1. The bill would be vulnerable to Fourth Amendment challenges that could render evidence from platforms’ screening efforts inadmissible, therefore hampering efforts to combat CSAM. Criminal defendants across the United States have filed motions to suppress evidence of child sexual exploitation crimes in the hopes of avoiding conviction.4 The argument that many of these criminal defendants make is that providers, including IA member companies, who proactively detect CSAM and who report it to NCMEC’s CyberTipline, act as “agents of the government” for Fourth Amendment purposes. Under Fourth Amendment jurisprudence, a search performed by an agent of the government is subject to the same requirements as if the government performed the search directly.

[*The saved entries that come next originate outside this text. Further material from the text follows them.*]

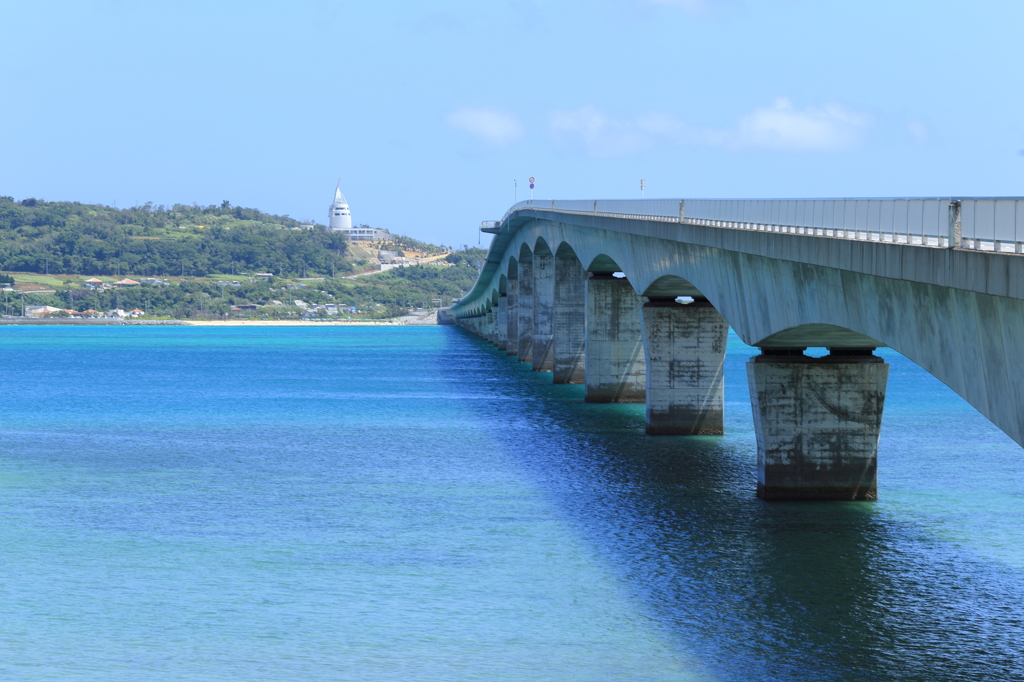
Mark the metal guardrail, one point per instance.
(978, 223)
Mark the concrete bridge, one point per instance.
(635, 298)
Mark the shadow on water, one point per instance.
(780, 591)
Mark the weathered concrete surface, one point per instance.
(544, 299)
(569, 320)
(512, 333)
(502, 322)
(614, 360)
(817, 424)
(684, 347)
(958, 314)
(525, 305)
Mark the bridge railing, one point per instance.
(980, 223)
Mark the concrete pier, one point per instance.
(544, 299)
(817, 423)
(502, 322)
(512, 334)
(569, 314)
(684, 347)
(525, 331)
(615, 370)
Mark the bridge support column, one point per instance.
(512, 335)
(817, 423)
(569, 312)
(684, 346)
(525, 348)
(544, 298)
(615, 370)
(501, 330)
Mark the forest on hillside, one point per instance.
(73, 238)
(384, 294)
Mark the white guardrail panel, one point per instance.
(987, 224)
(992, 224)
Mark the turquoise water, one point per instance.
(384, 504)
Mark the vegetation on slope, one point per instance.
(147, 241)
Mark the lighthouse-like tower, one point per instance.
(340, 217)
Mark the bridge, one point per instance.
(634, 299)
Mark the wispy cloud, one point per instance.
(601, 135)
(779, 126)
(783, 127)
(492, 125)
(692, 6)
(918, 130)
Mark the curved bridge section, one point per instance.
(634, 299)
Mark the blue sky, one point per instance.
(428, 111)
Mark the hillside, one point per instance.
(201, 262)
(147, 241)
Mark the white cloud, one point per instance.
(692, 6)
(492, 125)
(782, 127)
(602, 136)
(779, 126)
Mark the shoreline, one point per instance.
(427, 321)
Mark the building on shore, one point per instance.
(340, 219)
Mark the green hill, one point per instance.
(84, 239)
(196, 247)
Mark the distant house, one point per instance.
(40, 311)
(33, 288)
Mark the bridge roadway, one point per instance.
(588, 291)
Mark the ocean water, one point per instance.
(410, 504)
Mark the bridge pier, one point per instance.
(817, 423)
(502, 322)
(684, 347)
(512, 333)
(544, 298)
(569, 326)
(615, 371)
(525, 331)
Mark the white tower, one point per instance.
(339, 215)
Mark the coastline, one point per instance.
(426, 321)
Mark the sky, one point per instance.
(430, 113)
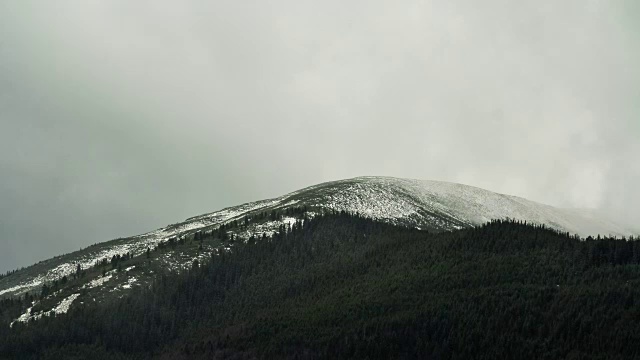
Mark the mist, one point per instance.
(120, 117)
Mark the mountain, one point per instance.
(341, 286)
(428, 205)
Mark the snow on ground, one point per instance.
(97, 282)
(398, 201)
(64, 305)
(61, 308)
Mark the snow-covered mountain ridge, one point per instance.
(430, 205)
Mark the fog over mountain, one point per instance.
(117, 118)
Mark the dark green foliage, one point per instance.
(341, 286)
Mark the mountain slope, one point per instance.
(430, 205)
(342, 286)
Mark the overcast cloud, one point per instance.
(119, 117)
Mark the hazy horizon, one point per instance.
(118, 118)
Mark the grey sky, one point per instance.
(118, 117)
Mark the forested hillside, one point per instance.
(342, 286)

If a criminal defendant is able to show that the search violated the Fourth Amendment, the exclusionary rule may require that the evidence obtained through the illegal search, and any fruits of the poisonous tree, be excluded at trial.

2. The bill would delegate authority to set important standards to an administrative body. The EARN IT Act would delegate important decisions concerning security, privacy, and free speech on the internet—weighty and complex matters that directly impact hundreds of millions of consumers—to an administrative body that would be composed of members who are not elected representatives and that would operate with little transparency. These critical decisions should not be made through an opaque process; rather, they should be made by Congress directly.

3. The bill would be vulnerable to First Amendment challenges. If the EARN IT Act became law, it would be vulnerable to various First Amendment challenges. IA is concerned that such vulnerabilities create legal jeopardy, significant delays, and other costs and impediments that would inevitably slow the achievement of the goals that everyone engaged in the fight against CSAM is trying to attain.